J'ai fait parvenir cette bafouille à Nicolas Bretillon et Emmanuel Prost, dirigeants de la brasserie. Et en récompense et remerciement pour ces dégustation et écrit plutôt rares, j'ai eu l'honneur de pouvoir déguster une Cervoisétorix brassée lors de leurs débuts en tant que Brasserie Burgonde... en 2008 ! C'est Emmanuel qui m'a remis cette vieille de la vieille. Il m'a confié qu'elle venait d'un carton qu'il avait décidé de garder en 2008 afin de voir comment elle évoluait dans le temps. J'étais donc devenu possesseur de la deuxième bouteille sortie dudit carton. La DLUO de cette bouteille allait à mai 2010, ce qui ramène son brassage à mai 2008. Comme la blonde et l'ambrée analysées précédemment, elle a été conservée dans les meilleures conditions : debout, à l'abri de la lumière et au frais d'une cave.

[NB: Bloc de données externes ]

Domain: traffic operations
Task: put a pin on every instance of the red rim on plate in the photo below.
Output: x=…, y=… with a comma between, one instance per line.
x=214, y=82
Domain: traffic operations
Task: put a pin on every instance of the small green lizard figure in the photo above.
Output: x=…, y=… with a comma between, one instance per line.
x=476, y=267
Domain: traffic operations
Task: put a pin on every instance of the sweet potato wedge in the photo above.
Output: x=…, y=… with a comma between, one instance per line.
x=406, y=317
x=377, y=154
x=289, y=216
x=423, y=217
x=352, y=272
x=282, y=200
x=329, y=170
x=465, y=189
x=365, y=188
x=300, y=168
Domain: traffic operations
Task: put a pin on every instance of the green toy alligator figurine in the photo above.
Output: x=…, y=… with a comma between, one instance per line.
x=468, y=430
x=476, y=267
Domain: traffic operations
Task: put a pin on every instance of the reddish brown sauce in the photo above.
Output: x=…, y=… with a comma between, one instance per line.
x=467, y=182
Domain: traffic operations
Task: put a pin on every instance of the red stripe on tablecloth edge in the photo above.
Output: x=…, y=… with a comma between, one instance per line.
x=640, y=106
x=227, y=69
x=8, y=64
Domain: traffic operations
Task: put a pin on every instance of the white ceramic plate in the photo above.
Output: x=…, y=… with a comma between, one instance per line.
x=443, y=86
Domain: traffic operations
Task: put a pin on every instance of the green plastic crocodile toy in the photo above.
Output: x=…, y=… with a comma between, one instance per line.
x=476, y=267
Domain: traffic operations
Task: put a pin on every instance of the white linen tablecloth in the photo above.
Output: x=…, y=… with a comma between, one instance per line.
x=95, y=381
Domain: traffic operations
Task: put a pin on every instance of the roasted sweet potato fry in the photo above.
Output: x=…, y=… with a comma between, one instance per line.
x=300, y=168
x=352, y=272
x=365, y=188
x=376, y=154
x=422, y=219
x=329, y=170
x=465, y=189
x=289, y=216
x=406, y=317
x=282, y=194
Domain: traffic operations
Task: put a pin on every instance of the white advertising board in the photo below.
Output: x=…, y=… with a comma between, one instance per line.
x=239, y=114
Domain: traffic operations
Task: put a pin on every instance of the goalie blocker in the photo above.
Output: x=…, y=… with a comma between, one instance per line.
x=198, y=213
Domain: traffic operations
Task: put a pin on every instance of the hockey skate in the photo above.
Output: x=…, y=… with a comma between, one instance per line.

Comme il y avait longtemps que je n'avais plus bu de Cervoisétorix, je ne pouvais pas me permettre de faire un comparatif comme ça. Un peu de sérieux ! J'ai quand même affaire, ici, à un monument de bière vieillie.
Je ne pouvais donc que m'empresser d'aller acheter une Cervoisétorix actuelle afin de m'adonner à un exercice peu régulier : une petite dégustation comparative. La Cervoisétorix ? Une particularité qu'on trouve peu dans la région, brassée comme une bière du temps des Gaulois ! Plus sérieusement, comme une bière brassée avant la généralisation du houblon, qu'on situe aux alentours des XIVe-XVe siècles. Avant cela, la grande majorité des brasseurs considéraient le houblon uniquement comme une mauvaise herbe, et assaisonnaient leurs bières avec des mélanges d'épices, d'herbes et de fleurs qu'on appelait le gruit. Il pouvait varier selon les lieux et les époques. A cette époque, et depuis l'Antiquité et le (fameux) temps des Gaulois, on appelait la boisson fermentée à base d'orge et de gruit de la cervoise. La Brasserie Burgonde est revenue sur cette tradition ancienne avec sa Cervoisétorix, issue du brassage de malts d'orge et d'un assaisonnement d'herbes, de fleurs et d'épices que Nicolas ne m'a pas révélé à l'époque où nous nous sommes rencontrés. Tout juste, si j'ai bon souvenir, m'avait-il confié qu'une toute petite quantité de houblon était tout de même ajoutée en complément de l'assaisonnement. Et certainement pour une meilleure conservation, le houblon étant un agent conservateur d'une grande efficacité. De fermentation haute, elle est refermentée en bouteille. Elle titre 6 % de teneur en alcool, ce qui en fait une biè... euh une cervoise semi-forte. Actuelle, elle se déguste bien à 6-7° C. Vieille de dix ans, elle se laissera boire à température de cave.
Voici la jeune
Au visuel, la jeunette se pare d'une robe d'un blond pâle à doré en remontant du bas vers le haut du verre, avec un trouble marqué traversé de reflets dorés. La tête de mousse est blanche, abondante et plutôt compacte, collante en longues dentelles, bien persistante.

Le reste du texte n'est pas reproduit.